Tonight, I’d like to share two stories that continue to make my Journey of Hope one of the most meaningful experiences of my life. I received both of the notes, below, within the past 24 hours; from opposite ends of the country. After reading each of them, I believe you'll understand why it’s easy for me to get back in the car for yet another day or two+ weeks!

#1: From an ER Nurse:

“Hi Dave, I just wanted to share with you a touching moment I had last night. I had a 46-year-old male patient come in who has end-stage cholangiocarcinoma. He was diagnosed a year and a half ago. His body has reached a point where he can no longer tolerate chemo anymore and he has been rapidly declining over the past month. He will most likely become a hospice patient during this hospital admission. He was so weak and so drowsy, not really having the strength for conversation but I wanted to share your journey with him so that he would know you are fighting for him. I told him about your incredible journey, he managed to keep his eyes open long enough to see a couple of your pictures and your awesome car. He thought the car was really neat. When I explained to him that the purpose of your journey was to spread Hope for people with cholangiocarcinoma and their families the brightest most beautiful smile came across his face.

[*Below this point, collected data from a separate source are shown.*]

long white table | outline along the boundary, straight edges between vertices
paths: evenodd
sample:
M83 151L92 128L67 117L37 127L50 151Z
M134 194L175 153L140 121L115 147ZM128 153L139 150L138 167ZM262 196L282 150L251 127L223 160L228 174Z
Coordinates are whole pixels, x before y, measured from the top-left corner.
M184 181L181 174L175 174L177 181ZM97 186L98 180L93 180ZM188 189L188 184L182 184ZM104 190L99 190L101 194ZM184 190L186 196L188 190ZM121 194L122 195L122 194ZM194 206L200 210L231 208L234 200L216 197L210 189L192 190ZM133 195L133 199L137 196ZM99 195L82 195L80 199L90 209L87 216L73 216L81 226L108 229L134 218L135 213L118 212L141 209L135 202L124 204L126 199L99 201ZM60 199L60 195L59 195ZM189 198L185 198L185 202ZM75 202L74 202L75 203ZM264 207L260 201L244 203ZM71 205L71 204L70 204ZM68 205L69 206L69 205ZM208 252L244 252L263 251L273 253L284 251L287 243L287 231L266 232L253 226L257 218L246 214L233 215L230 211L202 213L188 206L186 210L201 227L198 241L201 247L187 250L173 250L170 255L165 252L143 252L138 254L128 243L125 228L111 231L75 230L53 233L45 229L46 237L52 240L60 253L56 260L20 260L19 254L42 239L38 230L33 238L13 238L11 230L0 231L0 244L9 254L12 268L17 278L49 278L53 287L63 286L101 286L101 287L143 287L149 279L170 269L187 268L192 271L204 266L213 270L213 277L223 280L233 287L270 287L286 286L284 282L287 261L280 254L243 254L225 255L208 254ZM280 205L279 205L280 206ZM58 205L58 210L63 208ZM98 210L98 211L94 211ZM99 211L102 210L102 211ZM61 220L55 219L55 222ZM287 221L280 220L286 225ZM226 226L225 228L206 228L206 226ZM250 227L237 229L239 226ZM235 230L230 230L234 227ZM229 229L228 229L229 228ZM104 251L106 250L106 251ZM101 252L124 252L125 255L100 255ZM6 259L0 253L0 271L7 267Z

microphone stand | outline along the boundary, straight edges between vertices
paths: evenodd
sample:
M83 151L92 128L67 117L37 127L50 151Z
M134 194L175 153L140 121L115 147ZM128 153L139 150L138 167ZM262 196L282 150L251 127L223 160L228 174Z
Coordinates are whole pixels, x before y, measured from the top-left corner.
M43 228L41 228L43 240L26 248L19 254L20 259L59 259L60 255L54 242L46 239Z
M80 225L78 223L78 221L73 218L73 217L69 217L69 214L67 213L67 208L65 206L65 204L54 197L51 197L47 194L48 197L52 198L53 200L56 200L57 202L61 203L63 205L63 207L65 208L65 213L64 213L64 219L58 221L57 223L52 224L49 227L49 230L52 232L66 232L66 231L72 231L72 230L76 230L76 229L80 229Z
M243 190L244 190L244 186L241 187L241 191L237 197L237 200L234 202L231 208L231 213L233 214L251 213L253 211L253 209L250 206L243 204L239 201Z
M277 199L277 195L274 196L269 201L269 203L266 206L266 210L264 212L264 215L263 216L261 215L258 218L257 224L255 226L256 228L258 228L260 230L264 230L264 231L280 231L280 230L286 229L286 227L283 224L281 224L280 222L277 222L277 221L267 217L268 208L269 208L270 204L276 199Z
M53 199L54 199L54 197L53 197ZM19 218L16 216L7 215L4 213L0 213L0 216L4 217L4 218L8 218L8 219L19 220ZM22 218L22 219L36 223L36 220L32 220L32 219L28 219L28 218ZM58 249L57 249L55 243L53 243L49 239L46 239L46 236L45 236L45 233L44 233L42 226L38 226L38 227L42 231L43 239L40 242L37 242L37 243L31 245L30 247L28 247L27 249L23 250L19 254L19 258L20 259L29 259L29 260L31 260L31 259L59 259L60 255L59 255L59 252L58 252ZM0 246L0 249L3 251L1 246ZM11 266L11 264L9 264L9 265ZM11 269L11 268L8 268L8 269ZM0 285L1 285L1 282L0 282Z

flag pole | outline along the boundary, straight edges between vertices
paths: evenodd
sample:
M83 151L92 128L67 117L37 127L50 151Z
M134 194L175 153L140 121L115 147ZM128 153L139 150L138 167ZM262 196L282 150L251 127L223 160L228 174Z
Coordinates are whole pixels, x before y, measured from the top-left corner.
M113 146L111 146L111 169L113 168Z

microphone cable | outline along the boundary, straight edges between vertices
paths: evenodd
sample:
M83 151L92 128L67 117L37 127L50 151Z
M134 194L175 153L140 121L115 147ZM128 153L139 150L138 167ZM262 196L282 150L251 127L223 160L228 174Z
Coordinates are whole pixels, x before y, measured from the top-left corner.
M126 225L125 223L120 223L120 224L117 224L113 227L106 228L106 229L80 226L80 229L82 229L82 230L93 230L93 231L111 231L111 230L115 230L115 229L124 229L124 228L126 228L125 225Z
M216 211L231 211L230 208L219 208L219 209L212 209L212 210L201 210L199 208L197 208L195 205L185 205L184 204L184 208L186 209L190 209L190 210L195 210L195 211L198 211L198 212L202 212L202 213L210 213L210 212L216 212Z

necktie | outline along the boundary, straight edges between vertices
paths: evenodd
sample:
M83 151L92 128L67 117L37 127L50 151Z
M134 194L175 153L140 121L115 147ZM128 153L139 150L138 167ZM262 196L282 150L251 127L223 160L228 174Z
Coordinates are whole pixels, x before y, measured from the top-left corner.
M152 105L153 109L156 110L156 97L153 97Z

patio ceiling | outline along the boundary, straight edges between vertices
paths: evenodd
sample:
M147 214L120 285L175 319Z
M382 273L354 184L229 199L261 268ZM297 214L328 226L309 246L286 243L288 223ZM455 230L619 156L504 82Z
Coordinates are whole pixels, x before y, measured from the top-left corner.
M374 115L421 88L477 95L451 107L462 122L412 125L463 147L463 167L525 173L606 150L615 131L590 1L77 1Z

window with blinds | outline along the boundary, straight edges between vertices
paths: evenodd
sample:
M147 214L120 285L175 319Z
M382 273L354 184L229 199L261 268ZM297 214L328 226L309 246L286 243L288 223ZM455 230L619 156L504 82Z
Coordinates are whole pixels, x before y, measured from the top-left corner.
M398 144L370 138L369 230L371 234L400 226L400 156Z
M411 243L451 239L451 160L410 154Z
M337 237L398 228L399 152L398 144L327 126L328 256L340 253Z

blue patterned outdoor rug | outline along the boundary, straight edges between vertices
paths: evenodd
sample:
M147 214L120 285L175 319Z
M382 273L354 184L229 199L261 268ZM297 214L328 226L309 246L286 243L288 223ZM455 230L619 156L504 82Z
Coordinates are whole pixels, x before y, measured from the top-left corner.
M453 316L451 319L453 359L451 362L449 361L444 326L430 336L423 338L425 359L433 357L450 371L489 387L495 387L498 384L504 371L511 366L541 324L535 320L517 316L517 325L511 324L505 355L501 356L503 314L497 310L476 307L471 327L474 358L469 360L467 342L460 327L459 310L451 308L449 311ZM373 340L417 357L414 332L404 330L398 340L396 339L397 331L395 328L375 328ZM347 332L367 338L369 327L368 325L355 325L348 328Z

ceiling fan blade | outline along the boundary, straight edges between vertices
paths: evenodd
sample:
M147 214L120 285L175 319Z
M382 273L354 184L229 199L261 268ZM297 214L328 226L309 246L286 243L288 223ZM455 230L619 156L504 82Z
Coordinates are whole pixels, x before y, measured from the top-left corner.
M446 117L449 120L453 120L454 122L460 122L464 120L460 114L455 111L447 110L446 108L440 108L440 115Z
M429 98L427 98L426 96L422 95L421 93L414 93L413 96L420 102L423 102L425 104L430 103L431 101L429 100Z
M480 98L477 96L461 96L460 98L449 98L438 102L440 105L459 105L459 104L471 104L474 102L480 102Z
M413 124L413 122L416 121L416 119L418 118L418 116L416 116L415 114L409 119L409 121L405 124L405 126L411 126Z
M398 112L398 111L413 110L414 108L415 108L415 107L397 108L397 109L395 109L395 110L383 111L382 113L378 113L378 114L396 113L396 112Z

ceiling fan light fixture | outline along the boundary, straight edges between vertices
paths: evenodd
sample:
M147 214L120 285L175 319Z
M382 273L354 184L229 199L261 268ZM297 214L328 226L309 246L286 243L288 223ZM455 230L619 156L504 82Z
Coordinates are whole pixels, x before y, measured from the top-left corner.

It was a beautiful moment we shared together and then he quickly fell back asleep.”

#2: From Tom Leitzke, a warrior, (that Sarah admired greatly). This speaks volumes to what has been said many times along the journey to people we’ve engaged with: If you have been diagnosed with any type of cancer, you need to be tested for biomarkers.

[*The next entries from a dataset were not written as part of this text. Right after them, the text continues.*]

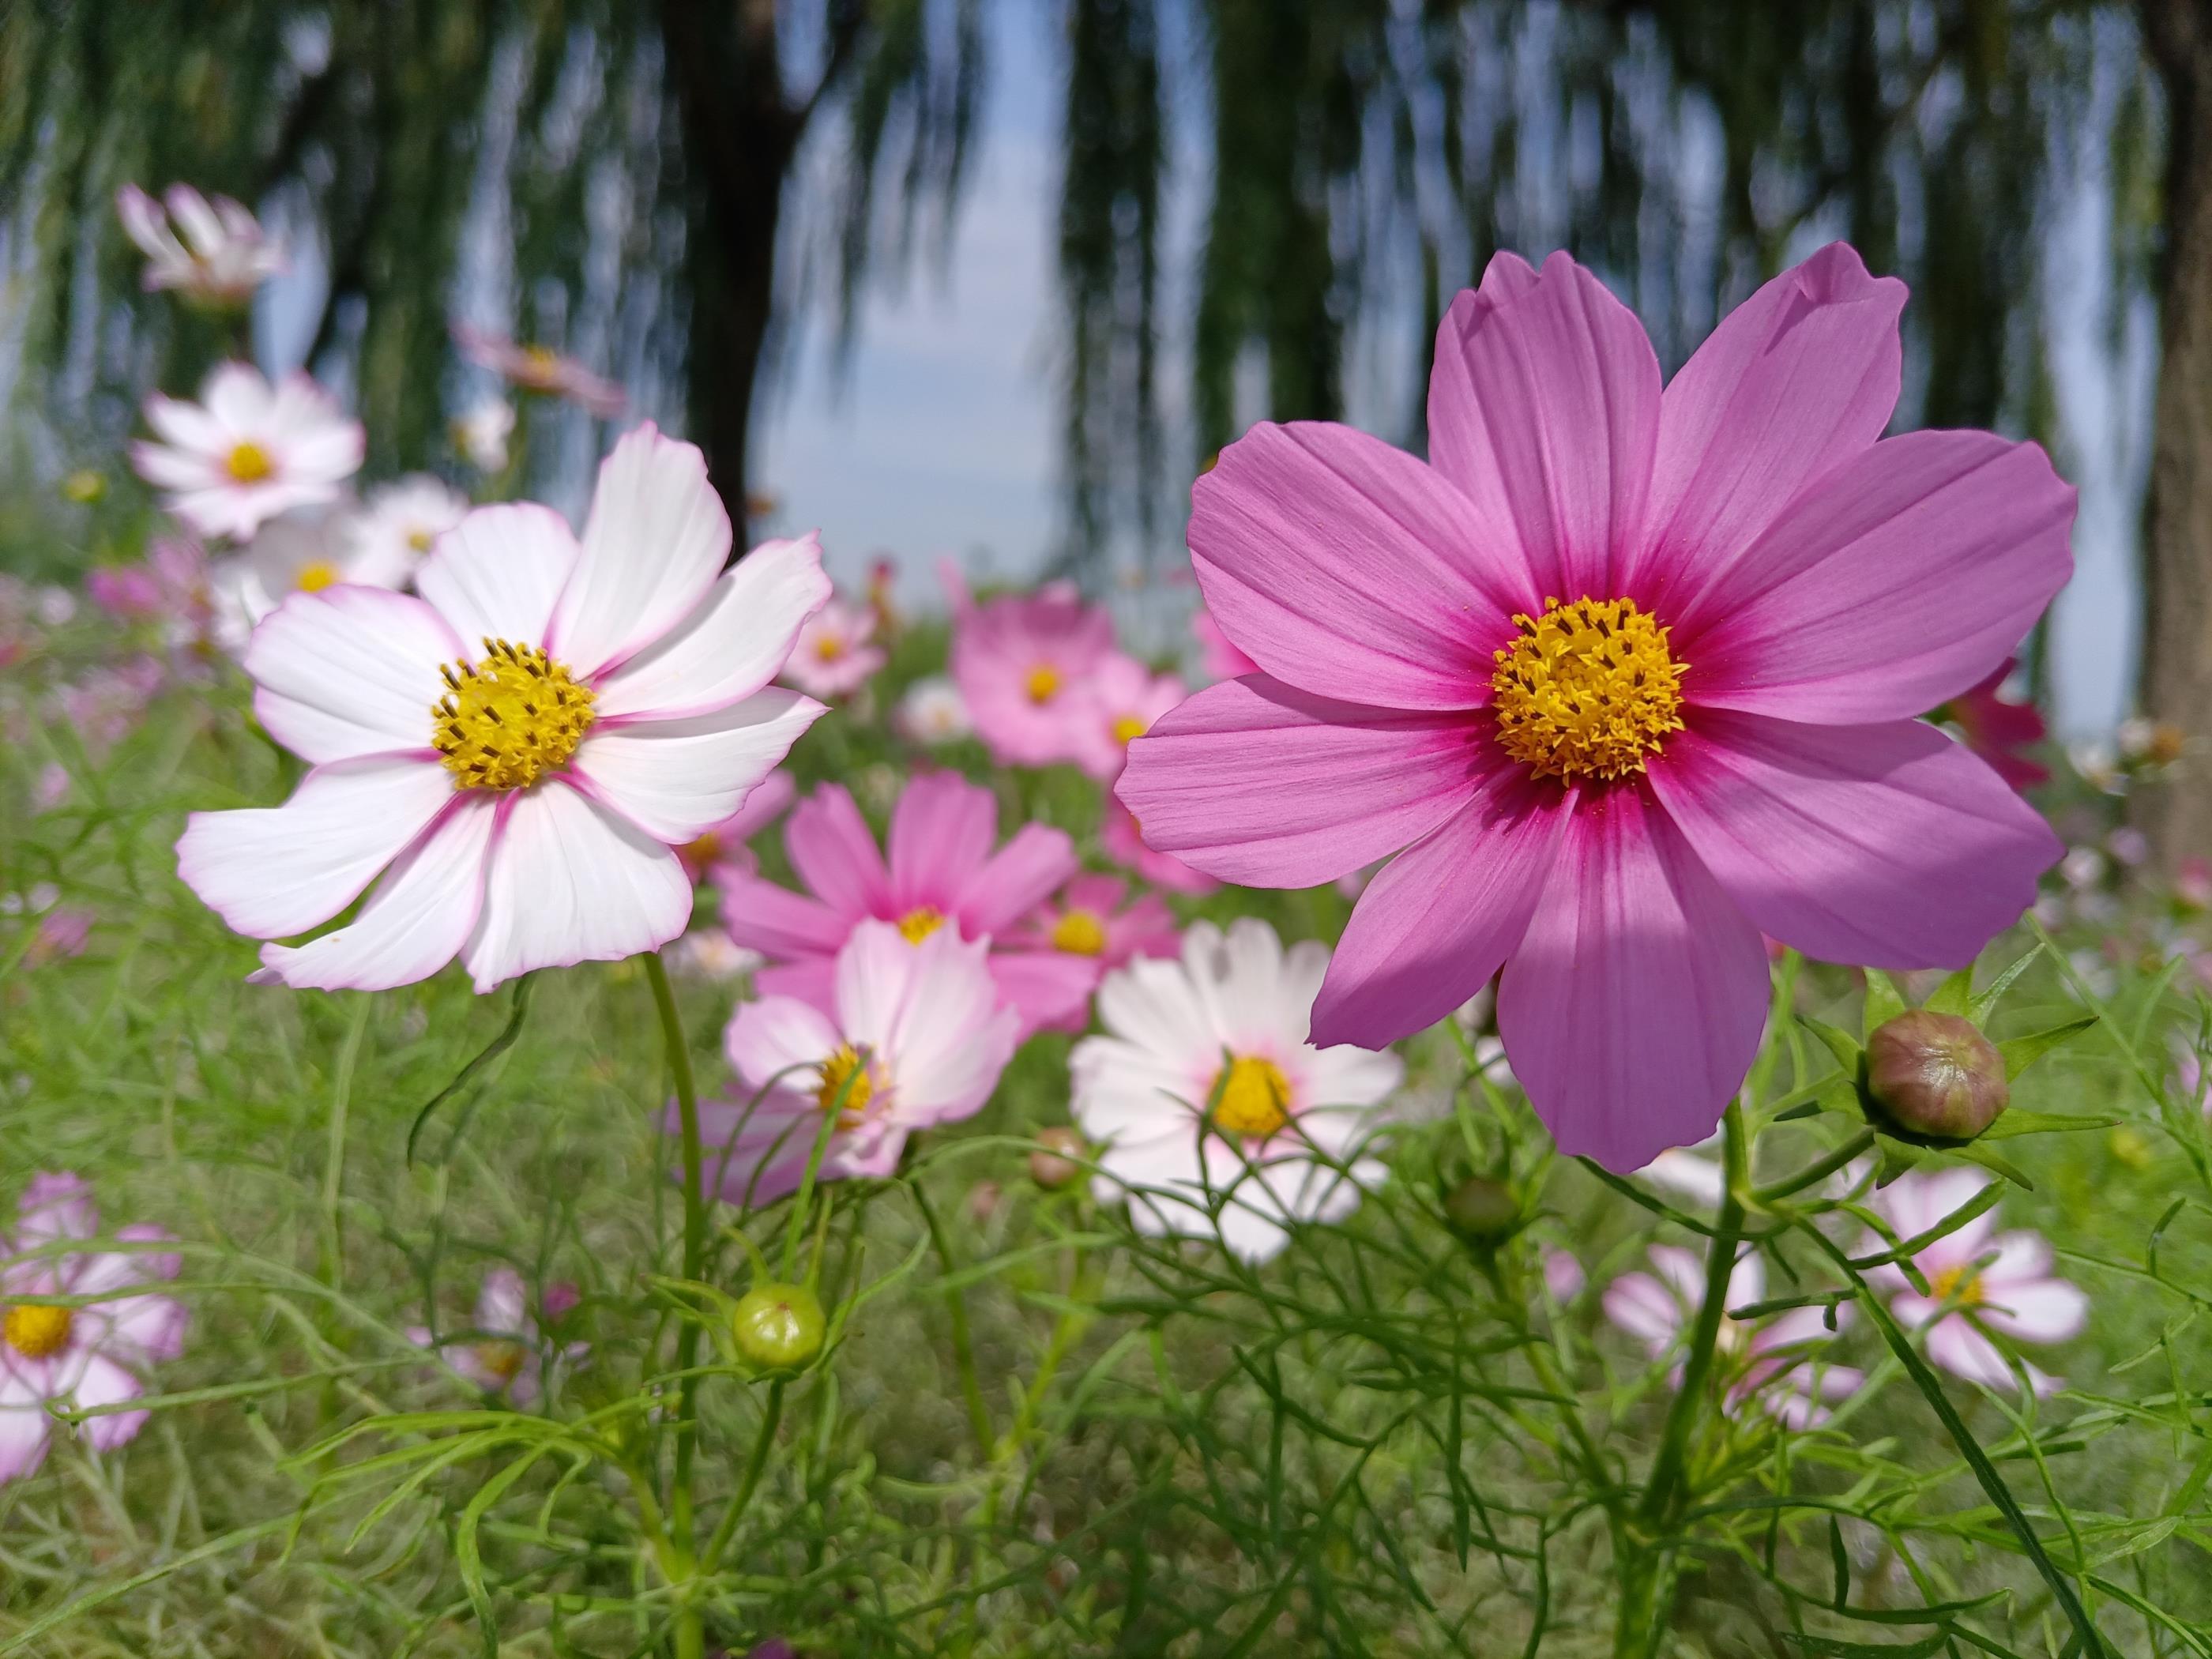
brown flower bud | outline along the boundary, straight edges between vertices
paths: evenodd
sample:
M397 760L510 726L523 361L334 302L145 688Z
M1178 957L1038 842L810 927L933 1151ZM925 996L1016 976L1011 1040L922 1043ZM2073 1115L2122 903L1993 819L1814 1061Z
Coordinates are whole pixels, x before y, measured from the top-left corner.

“I have the BRCA2 mutation. For women that means a 70% likelihood of breast cancer, for me, my oncologist says it’s a likely root cause of why I got cholangiocarcinoma. Also, the last couple of years I was on a heavy downward spiral with metastatic spreads to my brain, femur bone, ribs, and lungs. Then early last year my oncologist recognized I have “microstatic instability” (MSI) and my immunotherapy treatments drastically reduced the spread. I would likely not be here now if it wasn’t for that. These are two examples where my mutations had a significant impact. My family is also now aware so they can be checked.”